Intisari-Online.com - Sarung-sarung memang berserakan di mana-mana. Para pemiliknya datang dengan tujuan ngalap berkah. Cerita tentang tempat peziarahan itu memang macam-macam. Bagaimana kebenaran cerita-cerita itu, sebelum Kemukus menjadi pulau setelah Waduk Kedung Ombo mulai diairi tanggal 14 Januari 1989? Inilah kisah ritual seks di Gunung Kemukus.
---
Kamis siang itu Partini, seorang peziarah lain yang sempat ditemui, duduk di bangku sebuah warung. Ia yang berdandan rapi tampak tenang. Hanya matanya saja yang diam-diam memperhatikan orang yang lalu lalang. Siapa tahu ada laki-laki asal Pemalang yang tengah dinantinya. Ini kali kelima Partini membuat janji dengan laki-laki yang bukan suaminya itu untuk memadu cinta di Kemukus.

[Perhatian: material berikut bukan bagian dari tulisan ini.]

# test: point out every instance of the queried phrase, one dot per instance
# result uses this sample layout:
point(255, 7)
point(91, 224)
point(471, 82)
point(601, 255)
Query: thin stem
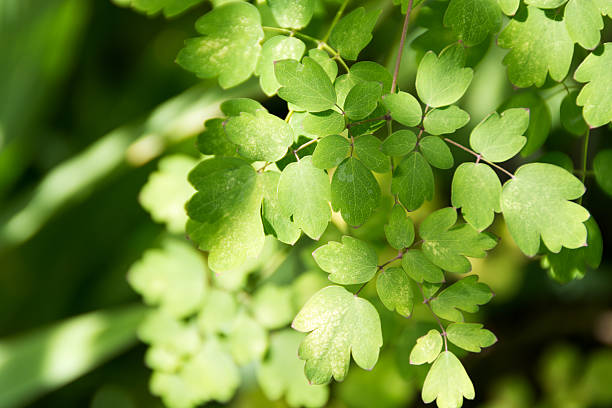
point(336, 19)
point(426, 302)
point(398, 61)
point(479, 157)
point(585, 151)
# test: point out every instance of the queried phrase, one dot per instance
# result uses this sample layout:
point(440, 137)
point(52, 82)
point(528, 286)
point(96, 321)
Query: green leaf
point(509, 7)
point(276, 48)
point(403, 107)
point(445, 120)
point(477, 191)
point(350, 262)
point(304, 192)
point(447, 382)
point(172, 278)
point(262, 136)
point(419, 268)
point(539, 119)
point(354, 191)
point(235, 106)
point(535, 204)
point(470, 336)
point(328, 64)
point(399, 143)
point(225, 212)
point(306, 85)
point(368, 149)
point(167, 190)
point(602, 166)
point(538, 45)
point(447, 245)
point(353, 32)
point(292, 13)
point(400, 229)
point(276, 222)
point(583, 22)
point(570, 264)
point(362, 99)
point(473, 20)
point(396, 291)
point(330, 151)
point(248, 340)
point(213, 141)
point(427, 348)
point(596, 96)
point(546, 4)
point(570, 115)
point(282, 373)
point(413, 181)
point(436, 152)
point(448, 65)
point(323, 123)
point(230, 46)
point(340, 324)
point(466, 294)
point(499, 137)
point(273, 306)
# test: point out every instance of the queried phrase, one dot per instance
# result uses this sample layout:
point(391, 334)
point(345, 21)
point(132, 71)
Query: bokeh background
point(91, 99)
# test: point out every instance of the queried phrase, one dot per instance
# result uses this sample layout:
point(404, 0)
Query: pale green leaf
point(596, 95)
point(447, 382)
point(277, 222)
point(304, 192)
point(602, 166)
point(396, 291)
point(350, 262)
point(262, 136)
point(419, 268)
point(427, 348)
point(500, 137)
point(230, 46)
point(538, 45)
point(399, 143)
point(445, 120)
point(470, 336)
point(341, 324)
point(413, 181)
point(464, 295)
point(477, 191)
point(403, 107)
point(330, 151)
point(362, 99)
point(282, 373)
point(306, 85)
point(292, 13)
point(400, 229)
point(166, 192)
point(248, 340)
point(353, 32)
point(354, 191)
point(225, 212)
point(172, 278)
point(473, 20)
point(436, 151)
point(448, 245)
point(448, 65)
point(276, 48)
point(368, 149)
point(324, 123)
point(535, 204)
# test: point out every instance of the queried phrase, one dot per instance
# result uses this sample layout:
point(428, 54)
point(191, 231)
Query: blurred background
point(91, 100)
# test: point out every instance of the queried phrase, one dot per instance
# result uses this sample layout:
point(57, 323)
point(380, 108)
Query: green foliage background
point(90, 103)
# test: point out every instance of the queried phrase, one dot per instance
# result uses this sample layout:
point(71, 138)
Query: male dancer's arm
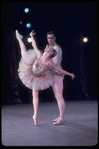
point(39, 53)
point(62, 71)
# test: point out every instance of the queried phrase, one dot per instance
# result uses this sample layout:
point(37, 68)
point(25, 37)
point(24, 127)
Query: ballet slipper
point(59, 122)
point(35, 120)
point(18, 35)
point(55, 119)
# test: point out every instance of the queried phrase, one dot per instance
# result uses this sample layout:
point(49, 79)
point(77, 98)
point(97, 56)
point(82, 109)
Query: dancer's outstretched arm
point(62, 71)
point(39, 54)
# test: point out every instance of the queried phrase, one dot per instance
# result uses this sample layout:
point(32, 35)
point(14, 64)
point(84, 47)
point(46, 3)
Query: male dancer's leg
point(22, 45)
point(58, 91)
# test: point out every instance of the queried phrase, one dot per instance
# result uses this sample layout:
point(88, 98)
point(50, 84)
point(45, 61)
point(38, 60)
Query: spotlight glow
point(28, 25)
point(29, 40)
point(85, 39)
point(26, 10)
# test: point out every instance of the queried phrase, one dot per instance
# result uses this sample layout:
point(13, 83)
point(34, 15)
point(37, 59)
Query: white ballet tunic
point(33, 73)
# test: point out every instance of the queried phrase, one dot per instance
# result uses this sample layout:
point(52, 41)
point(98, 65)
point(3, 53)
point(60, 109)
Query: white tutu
point(25, 73)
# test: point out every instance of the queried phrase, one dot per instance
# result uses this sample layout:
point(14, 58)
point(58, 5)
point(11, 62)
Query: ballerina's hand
point(73, 76)
point(32, 33)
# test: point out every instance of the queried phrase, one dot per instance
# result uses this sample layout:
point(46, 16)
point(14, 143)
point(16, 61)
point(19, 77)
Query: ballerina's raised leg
point(35, 106)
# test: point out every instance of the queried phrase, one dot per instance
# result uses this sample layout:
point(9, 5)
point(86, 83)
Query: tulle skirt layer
point(25, 73)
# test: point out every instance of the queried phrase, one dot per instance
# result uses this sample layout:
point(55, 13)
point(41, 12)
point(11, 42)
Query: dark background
point(71, 21)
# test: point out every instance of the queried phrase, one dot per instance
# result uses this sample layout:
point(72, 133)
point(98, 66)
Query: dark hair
point(54, 53)
point(51, 32)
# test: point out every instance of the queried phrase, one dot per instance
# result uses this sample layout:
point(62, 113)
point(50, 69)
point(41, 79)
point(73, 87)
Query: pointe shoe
point(56, 119)
point(59, 122)
point(35, 121)
point(18, 35)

Namun, sampai menjelang tengah hari sang gacoan belum juga kelihatan batang hidungnya. Wanita setengah baya yang sederhana ini pun jadi gelisah. Jangan-jangan ia ingkar janji. Kalau benar, sia-sia saja usahanya jauh-jauh datang dari Tegal, menghabiskan ongkos sekian rupiah, meninggalkan suami dan warung nasinya. Mengingat kegiatan persetubuhan merupakan bagian penting dalam ritus peziarahan, tak aneh kalau orang macam Partini jadi gundah. "Kalau dia sampai tak datang, sayang sekali. Kami hanya perlu kencan dua kali lagi," katanya dalam nada putus asa.
Berkah Pangeran Samudra tak bakal didapat hanya dengan sekali berziarah. Paling tidak ziarah harus dilakukan tujuh kali berturut-turut, setiap malam Jumat Pon – atau boleh juga malam Jumat Kliwon. Artinya, sebanyak itu pula seorang peziarah harus bercinta dengan pasangannya di kegelapan Gunung Kemukus.
Hubungan intim wajib dilakukan di tengah alam terbuka, tanpa rasa malu dilihat orang. Ini dimaksudkan untuk menguji kesungguhan peziarah. Kecuali yang tekadnya sudah benar-benar bulat, siapa yang mau berbuat mesum di tengah keramaian semacam itu. Konon, semakin berani malu sebuah pasangan bercinta di muka umum, semakin besar pula berkah yang bakal mereka terima.
Meski seks barang yang nikmat, bagi peziarah sejati macam Partini, ini bukan syarat yang enteng. Hubungan harus selalu dilakukan dengan pasangan yang sama. Kalau sudah sekali bertemu, sepasang peziarah biasanya berjanji untuk bertemu lagi pada malam Jumat Pon bulan-bulan berikutnya. Sampai lengkap tujuh kali.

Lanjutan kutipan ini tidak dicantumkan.